Les thermistances NTC, en revanche, ont une courbe de résistance exponentielle qui doit être linéarisée dans un logiciel à l'aide de l'équation de Steinhart-Hart ou de l'approximation de la constante B. Alors que les capteurs NTC de haute qualité peuvent atteindre Précision de ±0,1°C sur une plage étroite (par exemple, 0°C à 70°C), cette précision se dégrade considérablement aux extrémités de leur plage de fonctionnement. Deux thermistances NTC de même spécification nominale peuvent différer de ± 1 °C ou plus sans étalonnage individuel — un problème critique dans la fabrication à grande échelle.

Sensibilité et temps de réponse : là où les thermistances NTC excellent

Pour les applications nécessitant une détection rapide des changements de température dans une plage étroite, les thermistances NTC présentent un avantage décisif. Leur sensibilité - le changement de résistance par degré de changement de température - est 5 à 10 fois plus grand que celle d'un Pt100 RTD proche de la température ambiante. Cela signifie que de petites fluctuations de température produisent des changements de résistance importants et facilement mesurables, réduisant ainsi les exigences en matière de résolution ADC et de circuits de conditionnement de signal.

Une petite thermistance NTC à billes ( 0,5 mm de diamètre ) peut avoir une constante de temps thermique inférieure à 0,5 seconde dans un liquide agité, ce qui le rend idéal pour la surveillance de la température du fluide intraveineux, les systèmes de gestion de batterie (BMS) et la protection thermique du processeur où une réponse rapide aux conditions de surchauffe est critique pour la sécurité.

Les RTD, en particulier les types bobinés dans des gaines de protection, ont généralement des constantes de temps de 5 à 30 secondes dans l'air en mouvement.

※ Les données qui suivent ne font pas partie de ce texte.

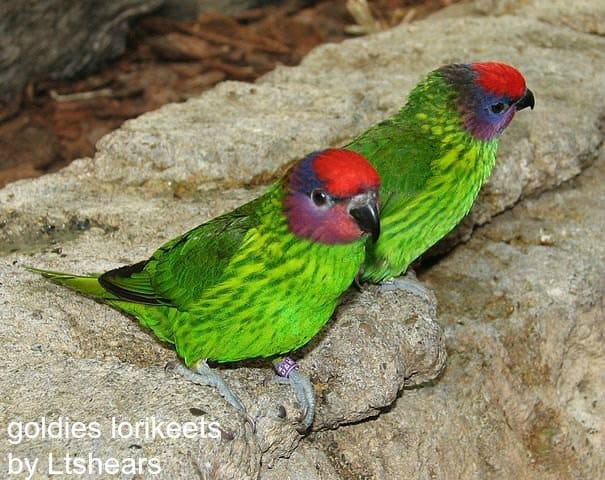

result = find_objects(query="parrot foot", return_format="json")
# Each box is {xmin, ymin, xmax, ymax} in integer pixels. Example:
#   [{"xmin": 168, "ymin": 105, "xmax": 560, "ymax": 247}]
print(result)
[
  {"xmin": 168, "ymin": 361, "xmax": 255, "ymax": 430},
  {"xmin": 379, "ymin": 269, "xmax": 433, "ymax": 302},
  {"xmin": 272, "ymin": 357, "xmax": 315, "ymax": 431}
]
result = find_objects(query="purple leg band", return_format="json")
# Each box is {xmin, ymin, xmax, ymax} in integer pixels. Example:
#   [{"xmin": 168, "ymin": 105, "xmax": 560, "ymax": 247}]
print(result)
[{"xmin": 276, "ymin": 357, "xmax": 299, "ymax": 378}]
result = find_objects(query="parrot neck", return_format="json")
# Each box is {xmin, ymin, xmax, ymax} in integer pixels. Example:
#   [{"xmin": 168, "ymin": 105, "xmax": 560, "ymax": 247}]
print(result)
[
  {"xmin": 355, "ymin": 74, "xmax": 499, "ymax": 281},
  {"xmin": 400, "ymin": 73, "xmax": 499, "ymax": 183},
  {"xmin": 401, "ymin": 76, "xmax": 499, "ymax": 229}
]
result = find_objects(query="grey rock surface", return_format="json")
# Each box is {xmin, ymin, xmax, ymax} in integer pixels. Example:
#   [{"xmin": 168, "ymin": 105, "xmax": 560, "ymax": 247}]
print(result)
[
  {"xmin": 1, "ymin": 0, "xmax": 604, "ymax": 479},
  {"xmin": 0, "ymin": 0, "xmax": 162, "ymax": 104},
  {"xmin": 275, "ymin": 144, "xmax": 604, "ymax": 480},
  {"xmin": 92, "ymin": 9, "xmax": 604, "ymax": 241},
  {"xmin": 1, "ymin": 220, "xmax": 443, "ymax": 478},
  {"xmin": 472, "ymin": 0, "xmax": 605, "ymax": 35}
]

Les RTD à couches minces peuvent répondre plus rapidement mais restent en retard par rapport aux thermistances CTN miniatures. Pour les processus où la température change lentement, comme les fours industriels, les autoclaves ou les chambres climatiques, cette différence est négligeable.

Plage de température : RTD est la seule option au-dessus de 150 °C

Si votre application nécessite une mesure de température supérieure à 150°C , la thermistance NTC est effectivement disqualifiée. Les matériaux des thermistances semi-conductrices commencent à se dégrader et à perdre leur stabilité d'étalonnage à ces températures, et la plupart des dispositifs NTC standard ne sont pas évalués au-delà de 125°C à 150°C.

Les RTD étendent la capacité de mesure à 850°C pour les types platine , ce qui les rend indispensables pour des applications telles que :

  • Surveillance de la température des fours industriels et des fours
  • Mesure de la température d'entrée des turbines à vapeur et à gaz
  • Contrôle du processus de moulage par injection et d'extrusion de plastique
  • Validation de la stérilisation pharmaceutique (autoclave)
  • Demandes cryogéniques jusqu'à −200°C

Dans le bas de gamme, les RTD surpassent également les capteurs NTC dans les plages cryogéniques. Alors que les thermistances CTN standard sont utilisables jusqu'à −55°C, les RTD spécialisés (en particulier les types en platine) maintiennent une précision étalonnée à des températures proches de −200°C , ce qui est essentiel dans la manipulation des gaz liquéfiés et les applications aérospatiales.

Erreur d'auto-échauffement : une considération critique pour les deux types de capteurs

Les thermistances NTC et les RTD génèrent de la chaleur à partir du courant de mesure qui les traverse, ce qui peut corrompre les lectures – un phénomène appelé erreur d'auto-échauffement. La gestion de cela est essentielle pour une mesure précise.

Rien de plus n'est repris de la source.